Endocrine Abstracts (2008) 16 S30.5

Increased prevalence of tricuspid regurgitation in patients with prolactinomas chronically treated with cabergoline: dose and treatment duration effect

Annamaria Colao1, Maurizio Galderisi2, Antonella Di Sarno1, Moira Pardo2, Maria Gaccione1, Marianna D’Andrea1, Rosario Pivonello1, Ermelinda Guerra1, Giuseppe Lerro2 & Gaetano Lombardi1


1Department of Molecular and Clinical Endocrinology and Oncology, Section of Endocrinology, Federico II University of Naples, Naples, Italy; 2Department of Clinical and Experimental Medicine, Section of Cardioangiology, Federico II University of Naples, Naples, Italy.

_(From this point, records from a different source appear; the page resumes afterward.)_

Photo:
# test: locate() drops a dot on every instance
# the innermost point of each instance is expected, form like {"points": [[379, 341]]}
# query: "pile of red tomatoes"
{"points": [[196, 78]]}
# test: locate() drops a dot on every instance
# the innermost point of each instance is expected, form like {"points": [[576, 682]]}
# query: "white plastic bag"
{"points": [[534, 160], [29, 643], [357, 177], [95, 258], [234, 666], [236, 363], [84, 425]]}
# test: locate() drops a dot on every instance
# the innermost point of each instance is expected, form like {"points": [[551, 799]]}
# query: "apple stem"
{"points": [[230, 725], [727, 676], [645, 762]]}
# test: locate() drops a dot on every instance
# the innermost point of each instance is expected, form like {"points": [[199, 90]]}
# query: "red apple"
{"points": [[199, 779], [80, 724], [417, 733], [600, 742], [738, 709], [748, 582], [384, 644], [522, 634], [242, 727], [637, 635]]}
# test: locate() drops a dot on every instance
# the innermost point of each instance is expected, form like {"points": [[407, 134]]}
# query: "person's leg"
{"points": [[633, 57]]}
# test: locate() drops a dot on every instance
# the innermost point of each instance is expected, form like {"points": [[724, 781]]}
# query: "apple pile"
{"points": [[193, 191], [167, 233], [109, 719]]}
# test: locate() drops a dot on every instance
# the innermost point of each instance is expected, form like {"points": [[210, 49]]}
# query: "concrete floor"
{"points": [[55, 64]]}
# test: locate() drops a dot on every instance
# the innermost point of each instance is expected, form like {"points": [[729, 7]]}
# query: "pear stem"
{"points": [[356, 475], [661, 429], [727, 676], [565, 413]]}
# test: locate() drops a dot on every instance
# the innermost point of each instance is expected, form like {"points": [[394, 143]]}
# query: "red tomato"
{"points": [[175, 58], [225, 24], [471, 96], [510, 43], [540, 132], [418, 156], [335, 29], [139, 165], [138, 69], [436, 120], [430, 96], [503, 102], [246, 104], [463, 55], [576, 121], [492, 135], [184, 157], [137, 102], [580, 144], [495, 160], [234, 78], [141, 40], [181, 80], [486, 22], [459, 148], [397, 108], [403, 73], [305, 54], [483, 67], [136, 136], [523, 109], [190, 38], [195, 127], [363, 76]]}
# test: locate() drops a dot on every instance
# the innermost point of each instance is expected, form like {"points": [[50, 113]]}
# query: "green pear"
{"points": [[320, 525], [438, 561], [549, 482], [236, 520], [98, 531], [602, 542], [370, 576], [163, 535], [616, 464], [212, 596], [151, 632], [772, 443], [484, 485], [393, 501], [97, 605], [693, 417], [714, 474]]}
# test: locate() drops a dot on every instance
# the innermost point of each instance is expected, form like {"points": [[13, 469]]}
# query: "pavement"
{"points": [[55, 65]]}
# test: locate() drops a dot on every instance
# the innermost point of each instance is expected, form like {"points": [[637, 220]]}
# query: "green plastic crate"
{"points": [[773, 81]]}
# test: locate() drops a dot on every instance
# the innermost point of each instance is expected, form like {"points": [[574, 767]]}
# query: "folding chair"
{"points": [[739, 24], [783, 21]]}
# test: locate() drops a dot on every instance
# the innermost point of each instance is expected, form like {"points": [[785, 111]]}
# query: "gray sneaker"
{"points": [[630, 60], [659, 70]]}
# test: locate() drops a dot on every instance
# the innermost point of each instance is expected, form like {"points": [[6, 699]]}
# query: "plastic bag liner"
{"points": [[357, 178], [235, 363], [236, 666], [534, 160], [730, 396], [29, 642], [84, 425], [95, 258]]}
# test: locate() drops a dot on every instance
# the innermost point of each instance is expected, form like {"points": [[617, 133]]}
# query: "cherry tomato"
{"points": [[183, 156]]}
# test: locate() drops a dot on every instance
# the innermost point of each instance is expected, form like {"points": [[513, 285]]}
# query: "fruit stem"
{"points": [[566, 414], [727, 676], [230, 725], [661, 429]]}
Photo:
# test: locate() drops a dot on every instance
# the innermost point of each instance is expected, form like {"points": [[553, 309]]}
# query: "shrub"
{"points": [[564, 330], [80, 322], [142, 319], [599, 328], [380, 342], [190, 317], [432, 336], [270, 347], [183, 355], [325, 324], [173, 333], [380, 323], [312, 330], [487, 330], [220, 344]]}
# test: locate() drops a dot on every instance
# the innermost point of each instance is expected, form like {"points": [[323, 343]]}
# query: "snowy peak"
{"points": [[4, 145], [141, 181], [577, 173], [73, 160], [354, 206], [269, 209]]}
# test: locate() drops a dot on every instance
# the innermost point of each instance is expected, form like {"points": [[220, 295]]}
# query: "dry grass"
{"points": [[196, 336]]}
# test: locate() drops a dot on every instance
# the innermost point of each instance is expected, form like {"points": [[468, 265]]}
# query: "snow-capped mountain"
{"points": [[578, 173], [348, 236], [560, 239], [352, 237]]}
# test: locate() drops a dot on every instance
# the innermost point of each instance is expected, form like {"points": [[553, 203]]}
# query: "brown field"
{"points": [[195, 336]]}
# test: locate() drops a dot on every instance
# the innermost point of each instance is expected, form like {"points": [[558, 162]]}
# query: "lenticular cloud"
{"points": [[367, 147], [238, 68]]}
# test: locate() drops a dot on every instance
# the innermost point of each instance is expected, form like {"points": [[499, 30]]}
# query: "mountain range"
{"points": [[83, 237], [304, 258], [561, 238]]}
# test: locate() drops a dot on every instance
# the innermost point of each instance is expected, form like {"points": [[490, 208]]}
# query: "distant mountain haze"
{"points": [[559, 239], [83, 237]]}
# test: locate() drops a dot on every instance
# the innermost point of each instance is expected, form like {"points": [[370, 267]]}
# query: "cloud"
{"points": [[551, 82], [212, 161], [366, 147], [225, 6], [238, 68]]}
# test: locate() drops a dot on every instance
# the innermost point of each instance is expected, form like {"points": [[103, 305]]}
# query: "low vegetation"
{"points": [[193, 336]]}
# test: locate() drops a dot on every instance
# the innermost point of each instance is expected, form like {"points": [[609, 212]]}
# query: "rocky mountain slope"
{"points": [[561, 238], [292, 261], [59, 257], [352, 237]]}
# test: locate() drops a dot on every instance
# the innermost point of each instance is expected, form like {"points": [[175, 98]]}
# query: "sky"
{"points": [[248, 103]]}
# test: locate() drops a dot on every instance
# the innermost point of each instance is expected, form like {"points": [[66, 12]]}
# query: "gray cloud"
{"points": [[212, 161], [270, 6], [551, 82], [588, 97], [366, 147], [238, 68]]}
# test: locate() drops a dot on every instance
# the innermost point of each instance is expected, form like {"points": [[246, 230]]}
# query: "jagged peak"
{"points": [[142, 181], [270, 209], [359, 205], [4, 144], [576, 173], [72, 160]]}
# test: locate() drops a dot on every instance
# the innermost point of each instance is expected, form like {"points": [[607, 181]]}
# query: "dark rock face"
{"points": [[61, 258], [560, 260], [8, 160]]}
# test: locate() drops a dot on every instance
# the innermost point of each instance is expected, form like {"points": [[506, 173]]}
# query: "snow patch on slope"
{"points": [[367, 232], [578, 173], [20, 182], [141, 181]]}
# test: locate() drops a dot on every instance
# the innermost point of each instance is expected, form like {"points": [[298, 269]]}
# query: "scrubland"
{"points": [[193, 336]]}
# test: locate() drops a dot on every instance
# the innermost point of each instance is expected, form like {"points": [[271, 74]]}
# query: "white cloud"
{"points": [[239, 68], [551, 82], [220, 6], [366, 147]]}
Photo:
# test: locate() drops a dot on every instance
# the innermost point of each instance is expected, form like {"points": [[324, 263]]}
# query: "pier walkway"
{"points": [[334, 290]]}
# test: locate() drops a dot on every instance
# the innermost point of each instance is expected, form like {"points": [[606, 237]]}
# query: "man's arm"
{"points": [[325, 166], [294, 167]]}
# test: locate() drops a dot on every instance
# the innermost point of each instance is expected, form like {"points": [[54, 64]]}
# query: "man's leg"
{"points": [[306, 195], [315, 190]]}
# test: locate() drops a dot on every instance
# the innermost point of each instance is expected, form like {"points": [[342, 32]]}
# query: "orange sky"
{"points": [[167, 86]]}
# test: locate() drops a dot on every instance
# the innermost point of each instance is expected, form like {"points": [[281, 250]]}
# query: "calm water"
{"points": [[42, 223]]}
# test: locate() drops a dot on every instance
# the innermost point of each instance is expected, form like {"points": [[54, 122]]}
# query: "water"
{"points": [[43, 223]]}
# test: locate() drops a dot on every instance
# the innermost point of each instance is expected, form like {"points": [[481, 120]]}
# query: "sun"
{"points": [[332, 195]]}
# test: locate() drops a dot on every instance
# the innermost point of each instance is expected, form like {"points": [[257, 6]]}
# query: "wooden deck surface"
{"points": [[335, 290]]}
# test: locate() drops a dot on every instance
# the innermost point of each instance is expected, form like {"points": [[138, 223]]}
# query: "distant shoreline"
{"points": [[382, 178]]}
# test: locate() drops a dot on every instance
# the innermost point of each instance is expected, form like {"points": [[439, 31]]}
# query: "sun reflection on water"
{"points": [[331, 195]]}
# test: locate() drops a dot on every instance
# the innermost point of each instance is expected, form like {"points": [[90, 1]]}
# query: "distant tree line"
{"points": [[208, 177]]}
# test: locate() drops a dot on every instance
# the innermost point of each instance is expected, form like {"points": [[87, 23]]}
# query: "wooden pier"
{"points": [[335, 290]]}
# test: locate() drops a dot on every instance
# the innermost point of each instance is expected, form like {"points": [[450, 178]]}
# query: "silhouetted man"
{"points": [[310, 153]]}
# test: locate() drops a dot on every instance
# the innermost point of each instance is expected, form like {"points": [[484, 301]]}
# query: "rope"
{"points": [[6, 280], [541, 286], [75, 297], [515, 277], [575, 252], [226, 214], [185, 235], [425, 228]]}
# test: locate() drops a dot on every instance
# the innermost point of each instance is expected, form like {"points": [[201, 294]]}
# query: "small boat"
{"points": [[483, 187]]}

Background: Cabergoline, a dopamine receptor-2 agonist, used to treat prolactinomas was associated with increased risk of cardiac valve disease.

Objective: To evaluate prevalence of cardiac valve regurgitation in patients with prolactinomas treated with cabergoline.

Design: Open, case–control, prospective.

Patients: Fifty patients (44 women, 6 men) and 50 sex- and age-matched control subjects.

Intervention: In the patients last cabergoline dose was 0.5–7.0 mg/week (1.3±1.3 mg/week): <1 mg/week in 44%, 1–3 mg/week in 46% and >3 mg/week in 10%. Treatment duration was 12–60 months in 32% and >60 months in 68%. The cumulative (mg×months of treatment) dose of cabergoline ranged 32–1938 mg (median 280 mg).

Measurements: Valve regurgitation was assessed according to the recommendations of the American Society of Echocardiography.

Results: Prevalence of mild regurgitation of mitral (22% vs 12%, P=0.29), aortic (4% vs 2%, P=1), tricuspid (30% vs 42%, P=0.29) or pulmonic (12% vs 6%, P=0.48) valves was similar in patients and controls while moderate tricuspid regurgitation was higher in the patients (54% vs 18%, P<0.001). Moderate tricuspid regurgitation was more frequent in patients receiving a cumulative dose above the median (36% vs 72%, P=0.023) than in dose receiving a lower dose, who had a prevalence similar to controls (36% vs 18%, P=0.15).

Conclusion: Moderate tricuspid regurgitation is more frequent in patients taking cabergoline than in control subjects. Mostly in patients treated at higher cumulative doses. A complete echocardiographic assessment is indicated in patients treated long-term with cabergoline, particularly in those requiring elevated doses.